After all, if the Amish worldview should spread, our entire welfare-warfare system would literally collapse.
(2) Auto-genocide. "Post-modern culture treats children as an expensive and peculiar hobby, something like a curious fashion statement. Children are, after all, expensive, messy, and they interfere with an active dating life. And if children are seen as a mere fashion accessory or an emotional indulgence, then one will do just as well as two (and much better than three or four)," writes LaTulippe. This attitude is reflected in the precipitously falling birthrates of those countries that suffered erstwhile panic attacks from fear of "population explosions."

By contrast, the view of children reflected in 'organic culture' is poignantly summed up in a quotation LaTulippe offers from Oswald Spengler's The Hour of Decision:
A woman of [tribe] does not desire to be a "companion" or a "lover," but a mother; and not the mother of one child, to serve as a toy and distraction, but of many: the instinct of a strong tribe speaks in the pride that large families inspire, in the feeling that barrenness is the hardest curse that can befall a woman and through her, the tribe....
LaTulippe writes: "Western elites believe they can avoid a demographic collapse by importing replacement populations and corrupting them with post-modernism before the newcomers are able to impose their own organic culture on the host nations. This may work for America and its largely Hispanic immigrant population, but its prospects with European Islam are, to say the least, highly suspect."
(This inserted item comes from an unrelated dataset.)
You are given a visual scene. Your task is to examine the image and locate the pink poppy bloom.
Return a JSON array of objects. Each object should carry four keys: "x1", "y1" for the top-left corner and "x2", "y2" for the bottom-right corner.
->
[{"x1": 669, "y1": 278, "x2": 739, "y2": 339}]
3. The Death of the Sacred. Post-modernism is this-worldly, recognizing nothing beyond the immediate, concrete world. It has no higher aspirations. It offers no spiritual sustenance. "If a man has food stamps, a welfare check, and a place in a government housing project, it believes he has everything he could possibly need or want. (Actually, that is true only as far as the commoners are concerned. For the post-modern elites, they require exotic ethnic cuisine, cheap immigrant household labor, and a custom Maybach...but this is a difference in degree, not kind.)" Whatever one's income level, however, the shift in frames of reference is that from the Sistine Chapel and Bach's requiem mass to the vulgar creations of contemporary cultural nihilism.

By way of conclusion, LaTulippe laments that it is difficult for contemporary generations to even imagine what has been lost. That is why he likes, he says, cinematic portrayals of Jane Austen novels and their depiction of a past world of complex manners and morals with their vibrant sense of right-and-wrong and even the bad guy carries a copy of Shakespeare's sonnets in his pocket. He observes:
Those of us born during or after the sixties social revolution have no living memory of even a vestigial remnant of Western culture, but rather have experienced only the degenerate post-modernism, drenched in stifling humanism, absurd universalism, and fatuous egalitarianism, that has dominated ever since.

As Hans-Hermann Hoppe noted so trenchantly, democracy has led us down the primrose path to decadence, which in turn has provided continuous justifications for yet more statism. This system of decadence, however enticing and delectable it may sometimes be, is unsustainable. This cannot go on. It will ultimately end in bankruptcy, demographic implosion, or Road Warrior-style chaos."
Whether LaTulippe's grim prognosis is right, and the die is cast, and the women of Sex and the City will be our civilizational epitaph, only time will tell. There is always, especially for Catholics, the possibility of rebirth -- given that Beauty "ever ancient, ever new."